When we were in Monsanto on Saturday, I noticed a hiking trail below the village. I thought we’d check out today where it leads. At eleven o’clock we set off. I parked where I had on Saturday, and next to the kindergarten we found the little path marked with a small sign: „Idanha-a-Velho, 18 km”. Well, I don’t really feel 36 kilometres in me, but let’s start out and see what we find. The dogs were running around freely, Panka within visible distance, Gerbeaud not so much. But I took treats with me, and when I called, he came. We walked and walked, followed the markings, but then at one point I was so impressed by a rock formation (photo below) on the basalt mountain that I wanted to photograph it from every angle, and I think we missed a marker. I didn’t panic; we’ll discover something else. Here we already had to walk on a proper asphalt road, between houses and fields, but only two cars passed us the whole time. Gerbeaud was on a leash, Panka was free. In one small village we weren’t greeted by security guards, but by a sweet little choir. Two dogs were howling with such feeling „wuuuuwuuuuwuuuvu” that I had to capture them at least on a photo. Then the bigger one jumped down from the fence and started to follow us and bark at us as we were walking away. When I stopped and turned around, he suddenly began sniffing something with great intensity. „It wasn’t me! Everything’s okay, go in peace.”
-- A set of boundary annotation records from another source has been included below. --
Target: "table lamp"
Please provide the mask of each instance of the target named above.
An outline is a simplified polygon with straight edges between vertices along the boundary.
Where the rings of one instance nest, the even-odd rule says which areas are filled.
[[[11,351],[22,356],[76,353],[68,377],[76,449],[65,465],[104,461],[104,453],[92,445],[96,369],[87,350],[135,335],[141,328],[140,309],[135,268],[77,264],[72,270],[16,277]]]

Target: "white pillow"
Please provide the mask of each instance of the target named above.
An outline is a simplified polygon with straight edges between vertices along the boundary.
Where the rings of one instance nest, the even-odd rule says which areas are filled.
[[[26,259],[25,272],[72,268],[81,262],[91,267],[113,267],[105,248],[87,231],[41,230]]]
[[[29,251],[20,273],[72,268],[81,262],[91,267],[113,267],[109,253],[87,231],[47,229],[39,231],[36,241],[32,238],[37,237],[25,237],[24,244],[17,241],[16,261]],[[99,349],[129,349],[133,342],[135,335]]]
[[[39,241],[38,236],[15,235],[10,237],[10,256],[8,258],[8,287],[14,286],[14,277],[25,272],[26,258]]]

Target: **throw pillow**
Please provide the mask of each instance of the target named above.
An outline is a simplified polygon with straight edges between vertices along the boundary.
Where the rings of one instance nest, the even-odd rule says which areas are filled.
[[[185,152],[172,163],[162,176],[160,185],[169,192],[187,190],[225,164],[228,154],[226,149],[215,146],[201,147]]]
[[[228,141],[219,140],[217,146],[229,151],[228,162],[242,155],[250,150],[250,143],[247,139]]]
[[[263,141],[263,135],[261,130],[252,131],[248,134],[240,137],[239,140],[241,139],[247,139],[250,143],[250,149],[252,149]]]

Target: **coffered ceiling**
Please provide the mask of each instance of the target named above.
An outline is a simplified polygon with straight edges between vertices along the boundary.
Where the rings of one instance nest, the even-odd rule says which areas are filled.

We walked, just kept on walking — not ten kilometers, but when the opportunity came up, we turned right onto a road at the foot of this big basalt mountain (photo below). We went up, further up, then suddenly the road ended, and among the rocks and huge boulders I saw a very narrow path. That’s when it dawned on me: „My God, this is the backside of the big mountain of Monsanto!” The village is on the other side. From far away this mountain looks gigantic; up close it looks even more gigantic and even steeper. Well, I am happy to say that we successfully climed this big mountain. Panka was free, Gerbeaud's leash was clipped to my waist, so I did have some help. Minimal, because he weighs only 12 kilos, and I’m, well, maybe fifty-one. By the time we got up, all three of us had our tongues hanging to our knees. The dogs sweat through their paws; I sweated everywhere. That was a serious achievement. I patted them, then patted my own shoulder too. Once again I managed to fill the day with an exhilarating experience. We slowly walked down to the car through the village (I took more photos); everyone drank up their water bowl/bottle, and we set off for home. The sky was cloudy all day, which seemed especially good for a climb like this.